Известный богослов и историк христианства Ярослав Пеликан писал, что Богородица это «та, кто дала рождение тому, кто есть Бог» (англ. the one who gives birth to the one who is God).[4]
История появления термина
Первым известным примером признания в Марии Божией Матери было восклицание праведной Елизаветы при встрече с Марией: «И откуда это мне, что пришла Матерь Господа моего ко мне?» (Лк. 1:43). Причём, эти слова Елизавета говорит не по собственному разумению, а по внушению Св. Духа (Лк. 1:41). Важно иметь в виду, что Елизавета воскликнула «Матерь Господа», а не «Матерь Бога» (слово «Господь» в Библии может быть употреблено и по отношению к Богу, и по отношению к человеку) . В данном случае слово «Господь» относится к Иисусу Xристу, который, уже будучи зачат в чреве Марии, на тот момент уже обладал человеческой природой — в дополнение к своей божественной природе (которой Он, будучи Богом, всегда обладал).
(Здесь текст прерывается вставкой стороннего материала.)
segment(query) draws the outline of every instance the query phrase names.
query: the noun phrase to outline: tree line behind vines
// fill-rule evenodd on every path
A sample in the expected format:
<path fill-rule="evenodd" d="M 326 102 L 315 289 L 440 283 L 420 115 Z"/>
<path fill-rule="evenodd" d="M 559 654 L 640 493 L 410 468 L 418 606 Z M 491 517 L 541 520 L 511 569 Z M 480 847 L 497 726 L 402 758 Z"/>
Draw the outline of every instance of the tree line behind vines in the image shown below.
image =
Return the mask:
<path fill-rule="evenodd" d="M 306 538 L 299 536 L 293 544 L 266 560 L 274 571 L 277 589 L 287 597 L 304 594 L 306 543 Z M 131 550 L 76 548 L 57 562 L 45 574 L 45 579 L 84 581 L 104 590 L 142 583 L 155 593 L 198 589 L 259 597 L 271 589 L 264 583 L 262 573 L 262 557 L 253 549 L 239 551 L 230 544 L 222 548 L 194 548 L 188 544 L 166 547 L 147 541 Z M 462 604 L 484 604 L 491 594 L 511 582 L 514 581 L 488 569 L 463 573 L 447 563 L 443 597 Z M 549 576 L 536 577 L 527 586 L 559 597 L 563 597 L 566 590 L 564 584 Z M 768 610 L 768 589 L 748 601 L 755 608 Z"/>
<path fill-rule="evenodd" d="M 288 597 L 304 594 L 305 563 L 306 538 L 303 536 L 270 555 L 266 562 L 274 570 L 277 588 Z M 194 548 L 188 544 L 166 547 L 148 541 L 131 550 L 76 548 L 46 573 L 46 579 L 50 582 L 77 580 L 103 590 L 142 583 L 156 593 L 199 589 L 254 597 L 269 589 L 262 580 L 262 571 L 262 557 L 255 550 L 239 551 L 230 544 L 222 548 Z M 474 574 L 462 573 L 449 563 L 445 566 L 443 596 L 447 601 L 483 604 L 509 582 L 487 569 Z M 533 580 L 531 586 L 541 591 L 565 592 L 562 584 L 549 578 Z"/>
Позднее, апостол Павел писал о том, что Единородный Сын Божий «родился от жены» (Гал. 4:4) и «явился во плоти» (1Тим. 3:16). Многие Святые Отцы II и III веков так или иначе свидетельствует о Богоматеринстве Марии. Так, святитель Игнатий Богоносец пишет: «Бог наш… по устроению Божию зачат был Мариею из семени Давидова, но от Духа Святого»[5], а Ириней Лионский указывает, что «Сам Он (=Бог), Слово, восстановляя в Себе Адама, справедливо получил рождение для восстановления Адама от Марии, Которая была ещё девою»[6].
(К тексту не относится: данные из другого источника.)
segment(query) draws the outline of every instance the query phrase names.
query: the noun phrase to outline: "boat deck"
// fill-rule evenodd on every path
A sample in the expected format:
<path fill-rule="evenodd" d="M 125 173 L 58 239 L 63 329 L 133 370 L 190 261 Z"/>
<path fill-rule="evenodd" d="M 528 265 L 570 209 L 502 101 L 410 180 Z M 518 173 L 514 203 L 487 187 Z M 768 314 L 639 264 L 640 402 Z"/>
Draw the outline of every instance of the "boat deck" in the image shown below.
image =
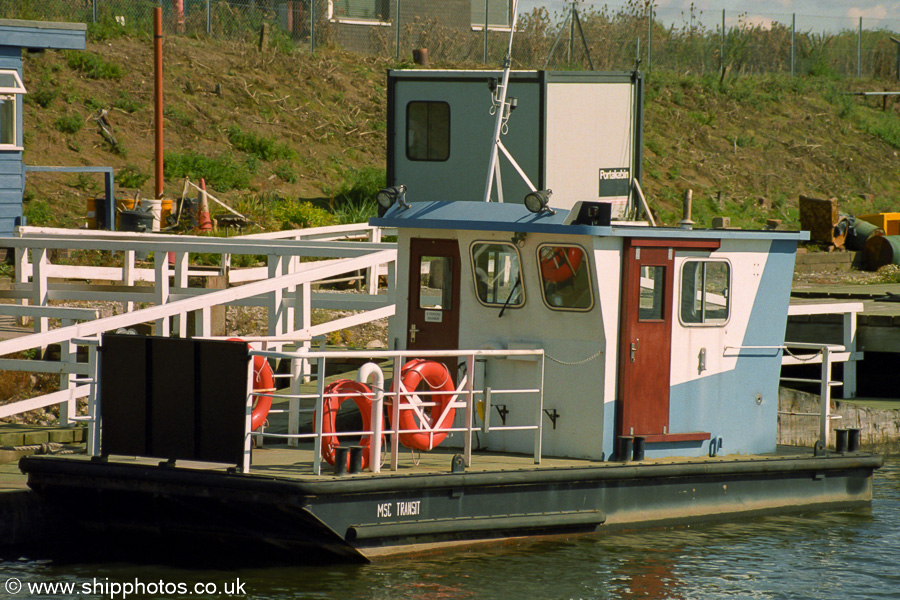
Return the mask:
<path fill-rule="evenodd" d="M 422 476 L 422 475 L 441 475 L 451 473 L 451 460 L 454 455 L 461 453 L 459 448 L 435 448 L 431 452 L 413 453 L 408 449 L 403 449 L 399 468 L 397 471 L 391 471 L 390 465 L 382 466 L 381 472 L 375 473 L 364 470 L 355 474 L 336 475 L 333 468 L 323 461 L 322 474 L 313 474 L 313 451 L 303 448 L 289 448 L 285 445 L 271 445 L 265 448 L 256 448 L 253 450 L 253 462 L 250 468 L 250 475 L 269 477 L 279 480 L 290 481 L 335 481 L 335 480 L 351 480 L 359 478 L 374 477 L 402 477 L 402 476 Z M 835 457 L 854 456 L 866 453 L 848 453 L 844 455 L 829 453 Z M 466 468 L 466 473 L 497 473 L 508 474 L 514 472 L 533 472 L 540 470 L 557 470 L 557 469 L 608 469 L 616 470 L 625 467 L 651 467 L 663 465 L 722 465 L 723 463 L 759 463 L 759 462 L 778 462 L 790 461 L 797 459 L 813 458 L 811 448 L 800 448 L 796 446 L 779 446 L 778 450 L 772 454 L 757 455 L 723 455 L 717 457 L 677 457 L 677 458 L 658 458 L 647 459 L 643 461 L 598 461 L 576 458 L 555 458 L 544 457 L 541 464 L 535 464 L 534 458 L 530 455 L 510 454 L 503 452 L 489 451 L 473 451 L 472 464 Z M 70 456 L 70 460 L 90 460 L 86 456 Z M 146 457 L 126 457 L 112 456 L 109 458 L 112 464 L 122 465 L 141 465 L 154 467 L 160 464 L 159 459 Z M 165 461 L 162 461 L 165 462 Z M 198 469 L 210 472 L 226 472 L 233 469 L 233 465 L 224 465 L 218 463 L 204 463 L 197 461 L 179 460 L 176 466 L 181 469 Z"/>

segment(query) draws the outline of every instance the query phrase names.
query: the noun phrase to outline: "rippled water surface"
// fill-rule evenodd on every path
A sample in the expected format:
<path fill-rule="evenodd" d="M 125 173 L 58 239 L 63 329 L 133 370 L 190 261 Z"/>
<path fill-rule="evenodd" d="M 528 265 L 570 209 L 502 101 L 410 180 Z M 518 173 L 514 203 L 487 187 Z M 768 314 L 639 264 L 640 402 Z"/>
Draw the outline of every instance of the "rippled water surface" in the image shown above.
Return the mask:
<path fill-rule="evenodd" d="M 3 589 L 10 578 L 23 585 L 15 596 Z M 896 599 L 900 459 L 889 459 L 876 473 L 871 509 L 542 541 L 367 566 L 225 572 L 6 562 L 0 563 L 0 598 L 110 598 L 116 591 L 111 585 L 136 580 L 170 589 L 178 583 L 190 590 L 198 583 L 210 591 L 215 586 L 210 597 L 227 597 L 227 586 L 260 599 Z M 41 582 L 72 583 L 80 593 L 28 593 L 29 585 Z M 86 585 L 95 587 L 85 593 Z"/>

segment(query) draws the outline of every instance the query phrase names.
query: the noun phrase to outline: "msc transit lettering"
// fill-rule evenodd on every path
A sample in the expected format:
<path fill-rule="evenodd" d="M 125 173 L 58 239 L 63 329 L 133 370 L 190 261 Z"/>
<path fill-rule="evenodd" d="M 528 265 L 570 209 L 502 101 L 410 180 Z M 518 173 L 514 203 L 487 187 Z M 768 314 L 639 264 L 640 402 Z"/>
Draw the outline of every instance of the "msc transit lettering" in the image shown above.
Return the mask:
<path fill-rule="evenodd" d="M 396 509 L 396 510 L 395 510 Z M 421 500 L 398 500 L 383 502 L 375 507 L 375 514 L 379 519 L 389 519 L 393 516 L 414 517 L 421 513 Z"/>

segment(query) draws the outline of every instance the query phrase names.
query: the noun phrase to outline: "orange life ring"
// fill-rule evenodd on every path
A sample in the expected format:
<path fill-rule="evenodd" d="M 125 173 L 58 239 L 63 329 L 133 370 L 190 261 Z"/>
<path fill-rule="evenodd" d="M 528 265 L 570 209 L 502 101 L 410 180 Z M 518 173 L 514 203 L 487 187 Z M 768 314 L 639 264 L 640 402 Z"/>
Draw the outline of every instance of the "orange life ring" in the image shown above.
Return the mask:
<path fill-rule="evenodd" d="M 372 390 L 364 383 L 352 381 L 350 379 L 338 379 L 325 388 L 325 400 L 322 406 L 322 458 L 328 461 L 328 464 L 334 464 L 334 449 L 341 445 L 336 432 L 335 420 L 337 419 L 338 409 L 344 400 L 352 398 L 353 402 L 359 408 L 362 415 L 363 431 L 372 430 Z M 315 421 L 313 421 L 313 431 L 316 429 Z M 369 448 L 372 446 L 372 435 L 364 435 L 359 440 L 359 445 L 363 447 L 362 468 L 369 466 Z"/>
<path fill-rule="evenodd" d="M 545 246 L 541 248 L 541 277 L 560 283 L 575 276 L 584 260 L 581 248 Z"/>
<path fill-rule="evenodd" d="M 407 448 L 415 448 L 416 450 L 427 452 L 435 446 L 440 445 L 440 443 L 444 441 L 444 438 L 447 437 L 446 431 L 432 433 L 431 430 L 443 429 L 449 427 L 453 423 L 453 417 L 456 413 L 455 408 L 447 410 L 447 414 L 441 419 L 441 415 L 444 414 L 444 409 L 450 403 L 453 398 L 453 393 L 456 391 L 456 386 L 453 384 L 453 378 L 450 377 L 450 371 L 447 370 L 447 367 L 443 363 L 434 360 L 415 358 L 403 365 L 403 369 L 400 372 L 400 381 L 403 382 L 403 387 L 410 392 L 414 391 L 422 382 L 428 386 L 429 391 L 447 392 L 446 394 L 435 394 L 427 397 L 426 401 L 435 403 L 434 406 L 431 407 L 431 411 L 426 415 L 427 423 L 417 419 L 416 411 L 414 410 L 407 409 L 400 411 L 401 430 L 420 430 L 418 433 L 401 433 L 400 443 Z M 393 390 L 394 387 L 391 386 L 391 391 Z M 409 404 L 409 401 L 408 396 L 402 396 L 400 398 L 401 404 Z M 391 415 L 392 412 L 389 411 L 388 414 Z M 440 422 L 435 424 L 438 419 L 441 419 Z"/>
<path fill-rule="evenodd" d="M 241 338 L 228 338 L 229 342 L 243 342 Z M 250 344 L 247 344 L 250 347 Z M 272 367 L 262 356 L 253 357 L 253 389 L 260 392 L 275 391 L 275 375 Z M 253 395 L 253 412 L 250 416 L 250 431 L 256 431 L 266 422 L 272 408 L 272 396 Z"/>

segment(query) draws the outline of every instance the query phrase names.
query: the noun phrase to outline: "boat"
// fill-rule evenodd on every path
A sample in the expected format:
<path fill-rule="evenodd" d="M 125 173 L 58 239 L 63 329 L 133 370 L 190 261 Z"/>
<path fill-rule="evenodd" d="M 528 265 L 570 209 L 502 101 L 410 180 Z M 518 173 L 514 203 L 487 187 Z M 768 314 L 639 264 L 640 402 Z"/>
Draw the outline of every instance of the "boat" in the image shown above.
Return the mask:
<path fill-rule="evenodd" d="M 804 233 L 399 196 L 373 222 L 398 230 L 397 349 L 104 335 L 99 452 L 20 463 L 59 531 L 366 561 L 871 501 L 880 456 L 776 444 Z M 296 447 L 253 449 L 251 354 L 371 362 L 321 379 Z M 362 430 L 334 426 L 343 402 Z"/>
<path fill-rule="evenodd" d="M 378 195 L 370 223 L 397 230 L 389 349 L 102 336 L 89 456 L 20 462 L 49 531 L 117 553 L 366 562 L 870 504 L 883 459 L 852 432 L 833 448 L 776 441 L 808 234 L 701 229 L 689 210 L 675 227 L 646 209 L 627 218 L 640 199 L 633 127 L 624 162 L 591 169 L 624 177 L 627 198 L 618 184 L 584 199 L 532 184 L 500 141 L 508 63 L 483 76 L 497 119 L 484 197 L 416 200 L 397 164 Z M 551 99 L 553 79 L 532 79 Z M 522 176 L 518 201 L 512 185 L 499 201 L 500 156 Z M 539 183 L 566 176 L 551 159 Z M 329 361 L 348 358 L 364 363 L 356 376 L 329 380 Z M 276 392 L 266 359 L 315 366 L 312 392 Z M 284 430 L 259 427 L 273 398 Z M 359 424 L 342 429 L 351 405 Z"/>

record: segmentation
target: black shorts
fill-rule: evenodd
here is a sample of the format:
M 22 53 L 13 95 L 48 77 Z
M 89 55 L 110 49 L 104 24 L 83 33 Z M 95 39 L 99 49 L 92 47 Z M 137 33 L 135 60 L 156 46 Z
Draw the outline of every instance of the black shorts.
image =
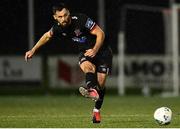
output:
M 96 66 L 96 72 L 111 73 L 112 70 L 112 50 L 111 48 L 103 49 L 93 58 L 84 56 L 84 52 L 79 54 L 79 65 L 84 61 L 89 61 Z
Церковный историк Сократ Схоластик пишет, что наименование «Богородица» впервые встречается у Оригена: «А Ориген, в первом томе своих толкований на послание Апостола к Римлянам, объявил, почему она называется Богородицей, и подробно исследовал этот предмет»[7]. Вскоре это наименование стало широко встречаться в Александрийской богословской традиции, в частности святой Дионисий, епископ Александрийский писал в 265 году, выступая против учения Павла Самосатского: «Скажи, почему ты называешь Христа отличным человеком, а не Богом истинным и от всей твари поклоняемым вместе со Отцем и Святым Духом, воплотившимся от Святой Девы и Богородицы Марии?»[8]. Святитель Петр Александрийский учил об Иисусе Христе как о рождённом «от Святой Славной Владычицы нашей Богородицы…»[9]. Аналогично употребляли наименование Богородица и другие Отцы Церкви, такие как святитель Афанасий Александрийский (330 г.), святитель Епифаний Кипрский (кон. IV в.), Иоанн Златоуст (400 г.) и Августин. К концу IV века наименование «Богородица» стало фактическим критерием православного исповедания веры. Так, Григорий Богослов пишет (370 г.): «Если кто не признает Марию Богородицею, то он отлучен от Божества»[10]. Не менее решительно высказывается и преподобный Ефрем Сирин: «Кто отрицает, что Мария родила Бога, тот не увидит славы Божества Его»[11].
III Вселенский Собор
Наконец в 431 году наименование «Богородица» было догматически закреплено III Вселенским Собором: «Кто не исповедует Еммануила истинным Богом, и посему святую Деву Богородицею, так как Она по плоти родила Слово, сущее от Бога Отца, ставшее плотью, да будет анафема»[12]. Необходимость догматического признания Богоматеринства была вызвана ересью несториан, которые считали, что Мария родила простого человека Иисуса, в которого потом вселился Бог, и поэтому именовали её Христородицей.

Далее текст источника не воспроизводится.